Via Super Punch, we learn that states and municipalities in America are willing to make any sacrifice, including surrendering any pretence of the democratic process, in order to lure the second headquarters of a major on-line retailor to its doorstep. The sweetheart tax deals, which betray the rotten, saccharine decay that underlies governmental institutions that have given up and sold-out without so much as offering the least bit of resistance, will be of course a matter of prestige for the host city—but in a back-handed sort of way, as we’ve seen with other big venue events becoming rather a liability than a boon and a blessing, but that prize and the injection of fifty thousand potential jobs are demanding outsized costs.

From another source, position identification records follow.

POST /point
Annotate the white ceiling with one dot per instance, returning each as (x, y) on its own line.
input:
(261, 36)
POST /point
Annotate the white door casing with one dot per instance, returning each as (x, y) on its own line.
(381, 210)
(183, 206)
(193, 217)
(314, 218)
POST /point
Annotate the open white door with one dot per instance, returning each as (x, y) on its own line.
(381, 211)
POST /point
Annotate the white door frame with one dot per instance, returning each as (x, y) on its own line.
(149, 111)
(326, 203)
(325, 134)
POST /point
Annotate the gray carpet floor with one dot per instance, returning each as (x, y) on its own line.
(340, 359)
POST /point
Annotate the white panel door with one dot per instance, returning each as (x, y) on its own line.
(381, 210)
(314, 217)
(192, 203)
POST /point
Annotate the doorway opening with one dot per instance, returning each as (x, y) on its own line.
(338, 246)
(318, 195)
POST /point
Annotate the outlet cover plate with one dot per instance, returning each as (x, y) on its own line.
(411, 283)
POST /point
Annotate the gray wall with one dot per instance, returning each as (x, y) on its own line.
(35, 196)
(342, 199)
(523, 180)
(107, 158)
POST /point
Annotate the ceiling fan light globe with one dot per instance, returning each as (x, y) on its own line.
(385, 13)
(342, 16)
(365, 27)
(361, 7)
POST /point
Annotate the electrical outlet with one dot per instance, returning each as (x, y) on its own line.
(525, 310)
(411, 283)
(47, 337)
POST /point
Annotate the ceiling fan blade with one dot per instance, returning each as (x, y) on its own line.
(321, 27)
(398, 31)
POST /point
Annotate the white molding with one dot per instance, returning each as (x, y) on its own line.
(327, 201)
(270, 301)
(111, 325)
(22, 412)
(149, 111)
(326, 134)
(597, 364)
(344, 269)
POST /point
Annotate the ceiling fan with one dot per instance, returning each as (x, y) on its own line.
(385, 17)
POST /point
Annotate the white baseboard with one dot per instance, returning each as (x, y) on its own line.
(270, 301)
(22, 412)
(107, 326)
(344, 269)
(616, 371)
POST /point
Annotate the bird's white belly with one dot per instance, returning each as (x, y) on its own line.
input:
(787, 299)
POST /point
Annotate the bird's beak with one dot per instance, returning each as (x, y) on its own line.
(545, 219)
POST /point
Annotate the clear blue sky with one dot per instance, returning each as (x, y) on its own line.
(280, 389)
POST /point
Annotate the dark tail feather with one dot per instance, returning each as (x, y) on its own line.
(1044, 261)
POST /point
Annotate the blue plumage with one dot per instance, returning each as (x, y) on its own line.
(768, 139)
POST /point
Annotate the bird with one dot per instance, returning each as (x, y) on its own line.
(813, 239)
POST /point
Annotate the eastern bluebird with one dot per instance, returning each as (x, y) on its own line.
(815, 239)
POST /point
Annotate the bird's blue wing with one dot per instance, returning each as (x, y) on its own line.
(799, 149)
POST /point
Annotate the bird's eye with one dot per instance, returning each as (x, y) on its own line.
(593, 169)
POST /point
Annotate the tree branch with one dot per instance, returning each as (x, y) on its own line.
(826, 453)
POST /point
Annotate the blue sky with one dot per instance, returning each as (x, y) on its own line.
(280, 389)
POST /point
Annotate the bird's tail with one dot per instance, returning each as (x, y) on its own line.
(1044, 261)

Chicago—for example—has offered to divert the income tax of the company’s own employees back into the company’s coffers, and locations in California and New Jersey have offered land, billions and deferred tax payments, should they set up shop in their states. Governments have always had to play games with industry to attract and retain manufacturing and employment opportunities but a wholesale race to the bottom with democracy should illicit as much aversion and antipathy as would one would shoulder for laxer environmental or labour laws (which could be in negotiation as well, since the investigation has only been able to obtain details on a tenth of the competition) since tax revenue that could be used to fund schools, museums, food programmes, scientific research and other areas of public interest is instead going towards corporate welfare. What’s to stop the next company shopping for a tax-break to not be even bolder with its demands?   The community does not share in this enrichment and further austerity and cuts to services are justified.